Control-Left Click creates an additional control vertex, so you can make a shape from an outline. We'll make the face part of the mask first. Then we'll cut out the eyes and the mouth. We'll add more splines to the curve. You can use the handles to control the shape of the curve. You can select a vertex, in which case the handles are selected as well. You can control the curve path through the handles as well.

When you're done with the outline, and you want to close the curve, select a vertex and press the C key. The curve then closes.

You can create straight line handles easily. Select two adjacent vertices and press the V key. V is for Vector. This makes the curve become a straight line. Press Ctrl-Z to undo this because our mask doesn't have straight lines. Frequently, you will have to model an object, such as a wineglass, that is a mixture of straight lines and curves.

You can still edit the face and add more depth to it.

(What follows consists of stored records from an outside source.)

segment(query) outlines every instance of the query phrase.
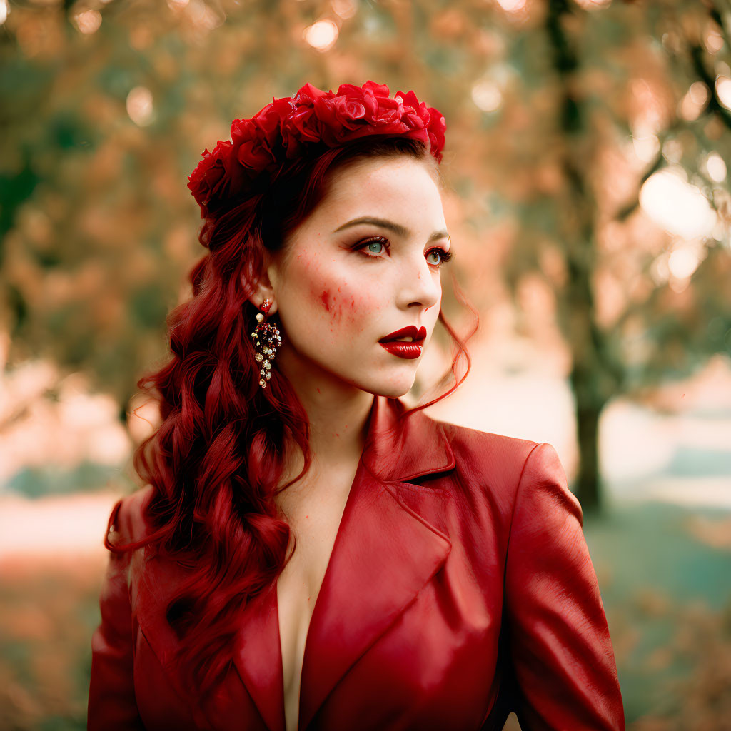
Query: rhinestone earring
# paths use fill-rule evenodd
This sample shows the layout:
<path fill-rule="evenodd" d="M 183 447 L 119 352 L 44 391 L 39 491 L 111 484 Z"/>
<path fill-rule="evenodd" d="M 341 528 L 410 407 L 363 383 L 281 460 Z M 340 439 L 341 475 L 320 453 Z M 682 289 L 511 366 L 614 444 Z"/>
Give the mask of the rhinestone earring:
<path fill-rule="evenodd" d="M 267 387 L 267 381 L 272 377 L 272 361 L 276 355 L 276 349 L 281 345 L 281 338 L 276 325 L 265 322 L 271 306 L 268 298 L 262 303 L 260 308 L 261 312 L 257 313 L 257 326 L 251 333 L 251 340 L 257 351 L 254 357 L 262 366 L 259 371 L 262 376 L 259 380 L 259 385 L 262 388 Z"/>

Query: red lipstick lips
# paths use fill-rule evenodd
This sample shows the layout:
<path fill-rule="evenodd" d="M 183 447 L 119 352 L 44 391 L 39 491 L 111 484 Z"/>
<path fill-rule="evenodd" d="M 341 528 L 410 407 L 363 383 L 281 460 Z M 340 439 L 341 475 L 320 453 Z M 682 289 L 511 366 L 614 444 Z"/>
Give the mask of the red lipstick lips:
<path fill-rule="evenodd" d="M 411 338 L 412 341 L 399 339 L 404 338 Z M 417 329 L 415 325 L 410 325 L 408 327 L 402 327 L 401 330 L 397 330 L 395 332 L 387 335 L 385 338 L 382 338 L 379 342 L 392 355 L 413 360 L 421 355 L 421 349 L 425 338 L 425 327 L 422 326 Z"/>

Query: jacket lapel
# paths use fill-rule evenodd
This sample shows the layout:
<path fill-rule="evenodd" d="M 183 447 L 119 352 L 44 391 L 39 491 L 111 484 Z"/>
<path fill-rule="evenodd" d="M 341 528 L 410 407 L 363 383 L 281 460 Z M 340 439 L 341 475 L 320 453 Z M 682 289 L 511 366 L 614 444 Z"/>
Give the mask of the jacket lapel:
<path fill-rule="evenodd" d="M 306 641 L 300 729 L 307 727 L 340 678 L 411 603 L 451 549 L 440 520 L 450 494 L 404 483 L 452 469 L 454 454 L 441 425 L 423 412 L 400 423 L 405 408 L 396 399 L 374 398 L 366 447 Z M 151 602 L 140 605 L 139 620 L 174 677 L 172 650 L 177 640 L 164 621 L 164 608 L 167 589 L 182 577 L 171 572 L 170 564 L 159 567 L 154 561 L 143 573 L 154 589 L 148 595 Z M 266 726 L 284 731 L 276 584 L 247 603 L 240 623 L 234 648 L 236 671 Z M 222 692 L 215 719 L 206 714 L 211 726 L 202 725 L 232 727 L 227 724 L 240 718 L 238 693 L 230 686 Z M 197 704 L 189 706 L 202 721 L 194 710 Z"/>
<path fill-rule="evenodd" d="M 454 454 L 436 423 L 420 412 L 401 423 L 404 411 L 396 400 L 374 400 L 366 447 L 307 635 L 300 729 L 308 727 L 341 678 L 413 601 L 452 547 L 443 526 L 425 518 L 444 515 L 448 493 L 421 488 L 414 510 L 411 496 L 409 507 L 401 499 L 400 483 L 452 469 Z M 279 640 L 278 624 L 266 632 L 273 634 Z M 281 698 L 281 685 L 279 691 Z"/>

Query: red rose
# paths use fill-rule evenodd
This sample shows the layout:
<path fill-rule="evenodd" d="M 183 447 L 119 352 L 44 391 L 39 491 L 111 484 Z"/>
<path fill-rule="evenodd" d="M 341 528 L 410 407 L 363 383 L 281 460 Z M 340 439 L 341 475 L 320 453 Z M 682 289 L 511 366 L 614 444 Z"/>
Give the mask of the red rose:
<path fill-rule="evenodd" d="M 231 143 L 227 140 L 219 140 L 212 152 L 206 148 L 203 159 L 188 178 L 188 187 L 201 208 L 201 218 L 205 218 L 209 208 L 215 208 L 227 194 L 231 183 L 230 148 Z"/>
<path fill-rule="evenodd" d="M 236 123 L 232 125 L 231 137 L 237 148 L 235 159 L 240 164 L 251 170 L 261 170 L 276 160 L 271 133 L 268 134 L 266 129 L 253 119 L 238 119 Z"/>
<path fill-rule="evenodd" d="M 281 121 L 281 143 L 290 160 L 301 154 L 302 143 L 322 139 L 322 125 L 310 106 L 300 107 L 287 115 Z"/>
<path fill-rule="evenodd" d="M 439 110 L 420 102 L 413 91 L 391 99 L 388 86 L 374 81 L 341 84 L 337 94 L 307 83 L 292 97 L 273 99 L 251 119 L 235 119 L 231 141 L 204 151 L 188 187 L 205 218 L 253 191 L 257 175 L 296 158 L 308 144 L 335 147 L 369 135 L 401 135 L 429 145 L 441 162 L 445 126 Z"/>
<path fill-rule="evenodd" d="M 371 102 L 365 99 L 362 92 L 360 95 L 341 95 L 339 89 L 336 96 L 317 99 L 315 102 L 315 113 L 322 122 L 323 141 L 330 145 L 336 145 L 345 138 L 349 132 L 362 129 L 372 122 L 376 109 Z"/>

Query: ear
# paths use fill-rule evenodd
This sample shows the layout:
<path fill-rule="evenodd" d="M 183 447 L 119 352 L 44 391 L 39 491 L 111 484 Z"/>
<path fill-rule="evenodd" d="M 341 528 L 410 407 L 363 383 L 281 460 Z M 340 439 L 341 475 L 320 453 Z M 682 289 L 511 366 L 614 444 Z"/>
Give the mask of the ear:
<path fill-rule="evenodd" d="M 273 263 L 269 260 L 268 257 L 268 260 L 262 268 L 262 270 L 252 277 L 254 281 L 253 292 L 249 298 L 249 301 L 251 302 L 257 310 L 261 309 L 262 303 L 265 300 L 269 300 L 271 303 L 271 307 L 269 309 L 269 314 L 273 314 L 277 310 L 276 297 L 275 296 L 274 287 L 272 284 L 272 279 L 273 279 L 273 277 L 270 276 L 270 273 L 273 274 Z M 246 275 L 242 275 L 242 284 L 246 287 L 248 284 L 246 281 Z M 251 285 L 249 285 L 249 287 L 251 288 Z"/>

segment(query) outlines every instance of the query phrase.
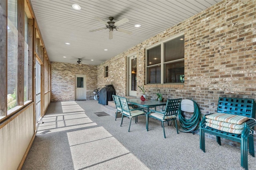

By default, you control the curve in 2D space. You can't move it in 3D space unless you go to the Curve and Surfaces panel and switch on the 3D button. Then you can grab one of the control vertices and move it in 3D space.

We can also make the mask 3D. Turn on the 3D button and you will see perpendicular lines, like a porcupine, jutting out of the curve. You can extend the curve into 3D if you want.

Now we'll add two eyes, which will be Bezier circles. Do Space-Add-Curve-Bezier Circle. Scale down the circle and press the G key to move it to where the left eye should be. Note that there's a hole cut out of the face for the eye. Press Shift-D to duplicate the circle. Press the G key and position the second circle to where the right eye should be.

Let's make the mouth using another Bezier curve. Do Space, Add-Curve-Bezier Curve. Press Shift-H to go into Auto mode. Add vertices - CTRL-Left Click - until the shape of the mouth looks right. Then press C to close the curve. Select the vertices of the inner circle, press the S key to scale the mouth. Go into object mode.

The Bezier patch is 2D. Let's extrude the mask to give it some depth. As you increase the Extrude value, the mask gets thicker. You can also bevel the mask to round out the edges. The mask can still be edited as you go.

It's time to turn our mask into a mesh object. To do this, tab out of edit mode, and to convert it, do Alt-C to convert to a mesh. From there, all the mesh functions are available. We'll smooth it and add a subsurf modifier. We can do a lot more, in fact, such as changing to face mode and extruding some faces to create a nose, or grabbing some faces and moving them.

To sum up, working with curves is a powerful addition to your modeling arsenal. If you can visualize your object from a curved outline, using curves, including Bezier curves, is a powerful way to create a Blender object from your outline.